The volume of a rectangular prism can be calculated with the formula V=lwh, where V is the volume, l is the length, w is the width, and h is the height. If a rectangular prism has a volume of 90 ft.3, length of 3 ft., and height of 12 ft., what is its width? Enter your answer as a decimal.(1 point)
_ ft.
To find the width of the rectangular prism, we can rearrange the volume formula to solve for the width:
V = lwh
w = V / (lh)
Given that the volume (V) is 90 ft^3, the length (l) is 3 ft, and the height (h) is 12 ft, we can substitute these values into the formula:
w = 90 / (3 * 12)
w = 90 / 36
w = 2.5 ft
Therefore, the width of the rectangular prism is 2.5 ft.

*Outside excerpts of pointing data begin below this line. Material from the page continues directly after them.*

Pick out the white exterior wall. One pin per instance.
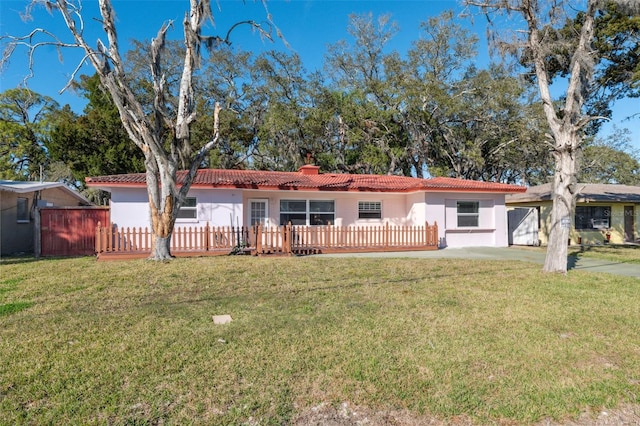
(396, 209)
(225, 207)
(492, 226)
(130, 208)
(218, 207)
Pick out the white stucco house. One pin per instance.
(468, 213)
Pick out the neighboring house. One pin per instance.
(18, 203)
(468, 213)
(604, 213)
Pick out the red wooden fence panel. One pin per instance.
(70, 231)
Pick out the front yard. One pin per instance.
(135, 342)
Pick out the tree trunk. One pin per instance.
(163, 207)
(563, 193)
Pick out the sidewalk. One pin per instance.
(492, 253)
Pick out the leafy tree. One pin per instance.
(375, 137)
(611, 160)
(25, 123)
(95, 143)
(161, 132)
(567, 118)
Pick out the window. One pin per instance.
(307, 212)
(369, 210)
(468, 213)
(593, 217)
(258, 212)
(188, 209)
(23, 210)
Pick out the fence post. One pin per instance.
(206, 237)
(97, 244)
(287, 238)
(259, 238)
(435, 234)
(386, 234)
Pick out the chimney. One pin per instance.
(308, 169)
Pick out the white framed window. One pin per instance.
(592, 217)
(22, 210)
(307, 212)
(468, 213)
(258, 211)
(369, 210)
(188, 209)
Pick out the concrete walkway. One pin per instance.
(579, 263)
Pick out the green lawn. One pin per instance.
(616, 253)
(134, 342)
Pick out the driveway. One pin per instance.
(492, 253)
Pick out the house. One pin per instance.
(468, 213)
(19, 202)
(604, 213)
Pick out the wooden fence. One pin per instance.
(112, 241)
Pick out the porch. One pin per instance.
(130, 243)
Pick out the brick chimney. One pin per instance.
(309, 169)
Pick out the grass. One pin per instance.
(134, 342)
(615, 253)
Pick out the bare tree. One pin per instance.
(163, 135)
(535, 47)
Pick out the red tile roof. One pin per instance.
(308, 179)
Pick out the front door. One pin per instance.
(629, 219)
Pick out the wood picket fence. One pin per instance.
(112, 242)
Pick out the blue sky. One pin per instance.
(309, 26)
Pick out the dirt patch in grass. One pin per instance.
(348, 415)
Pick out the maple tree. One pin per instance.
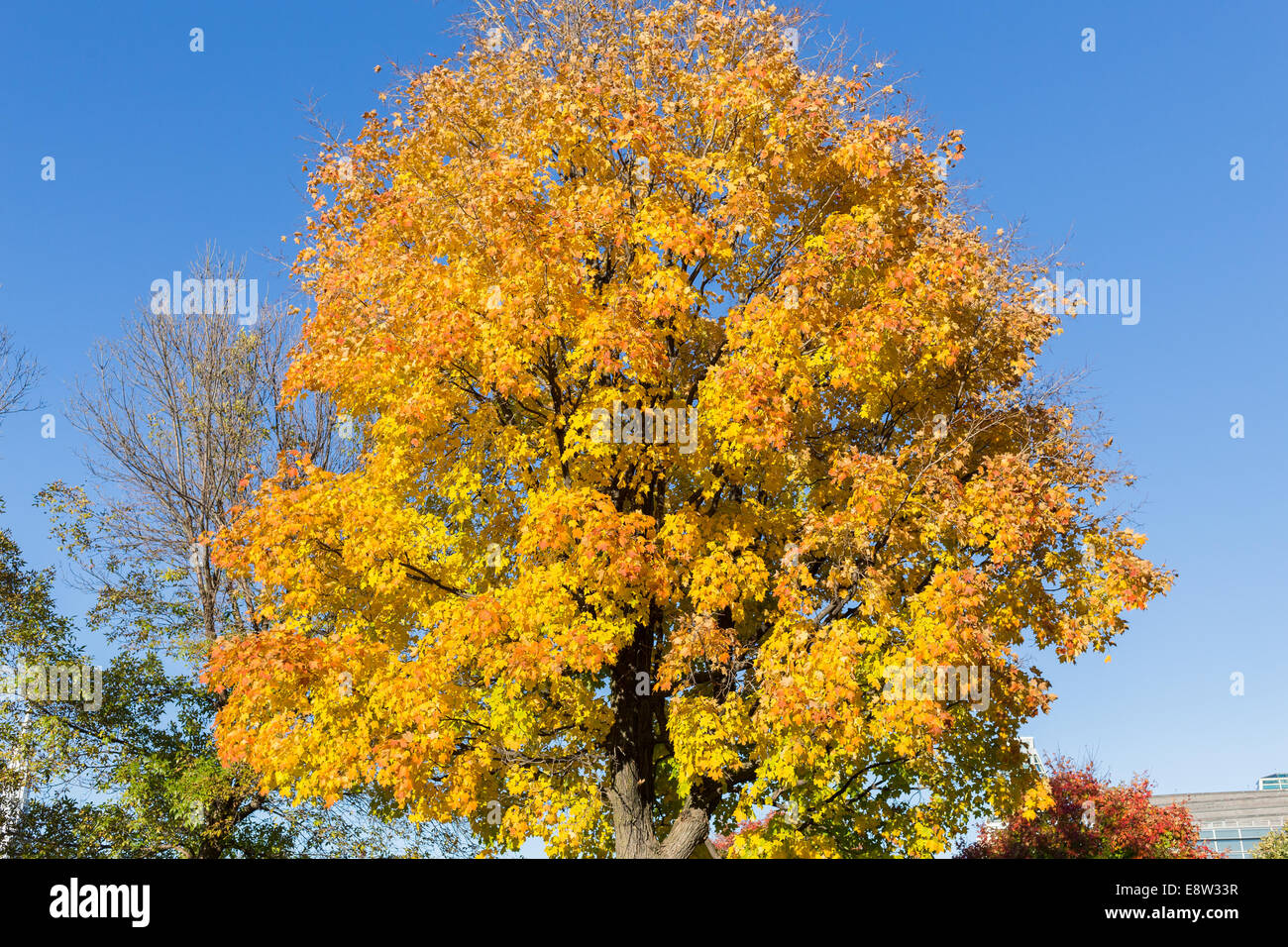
(1091, 818)
(617, 638)
(174, 411)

To find the width of the rectangular prism, we can rearrange the formula V = lwh to solve for the width (w).
The formula becomes: w = V / (lh)
Now we can substitute the given values into the formula:
V = 90 ft³
l = 3 ft
h = 12 ft
Substituting these values, we get:
w = 90 ft³ / (3 ft * 12 ft) = 90 ft³ / 36 ft²
Simplifying further:
w = 2.5 ft
Therefore, the width of the rectangular prism is 2.5 ft.